El debut olímpico del slopestyle, sin embargo, sufrió a última hora la baja de Shaun White, la estrella del deporte.

"Second Run Sage", el apodo de Kotsenburg, supó amansar la traicionera pista que a comienzos de semana espantó a su compatriota White y que también provocó que varios rivales pasaran por la enfermería.

Con su melena rubia que se le sale del casco, Kotsenburg derrochó aplomo en la nieve de la cordillera del Cáucaso.

Para dejar huella en el snowboard, los competidores tienen que dar un golpe en la mesa con su sello particular. Kotsenburg lo hizo en la estación invernal de Krasnaya Polyana con un impresionante salto sobre la segunda rampa.

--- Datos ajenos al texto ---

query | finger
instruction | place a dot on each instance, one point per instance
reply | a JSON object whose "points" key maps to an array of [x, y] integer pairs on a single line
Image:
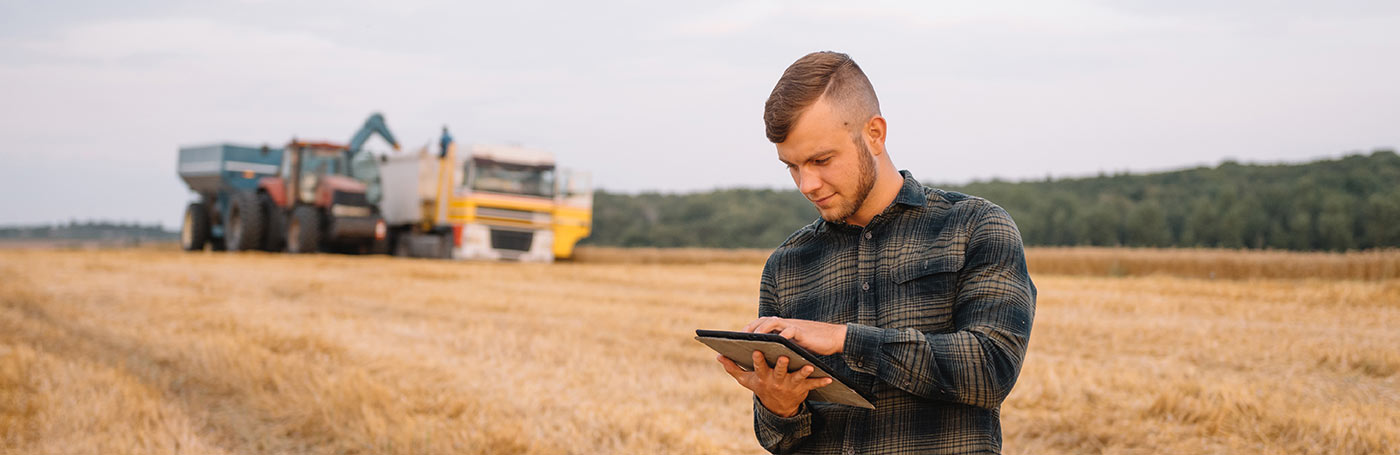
{"points": [[804, 373], [772, 325], [780, 368], [812, 384], [760, 366]]}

McMorris, mermado por una costilla fractura, no pudo mostrar su mejor nivel. Favorito al oro olímpico hasta que sufrió la lesión en los X Games el mes pasado, McMorris sorteó como pudo las semifinales y su desempeño en la ronda decisiva estuvo lejos de ser espectacular.

También el sábado, la noruega Marit Bjoergen ratificó su condición de figura dominante del esquí de fondo al consagrarse campeona del denominado skiathlon femenino, revalidando el título que obtuvo hace cuatro años en Vancouver.

Bjoergen, quien fue la atleta más laureada en Vancouver con una cosecha de tres oros, una plata y un bronce, se despegó de la sueca Charlotte Kalla en la última recta de la prueba que combina un tramo de 7,5 kilómetros de estilo clásico y 7,5 de estilo libre, un riguroso examen de la fuerza y técnica de las competidoras.

Confirmando que puede aspirar a repetir sus triunfos de Vancouver, Bjoergen empleó un tiempo de 38 minutos y 33.6 segundos, subiéndose por cuarta vez a lo más alto de un podio olímpico.

Kalla entró con un retraso de 1.8 segundos, llevándose la plata. La noruega Heidi Weng completó el podio.

Otros tres títulos se dirimían más tarde: los 5.000 metros del patinaje de velocidad; la prueba de baches femeninos del esquí de estilo libre; y el sprint de 10 kilómetros en el biatlón.

Kotsenburg estrenó el "Holy Crail", una maniobra en la que rotó cuatro veces y medio en su vuelo por los aires, atajando la tabla a sus espaldas.

"Nunca lo había intentado, primera vez en mi vida", dijo Kotsenburg, quien todo este tiempo había estado relegado en el segundo plano de su deporte.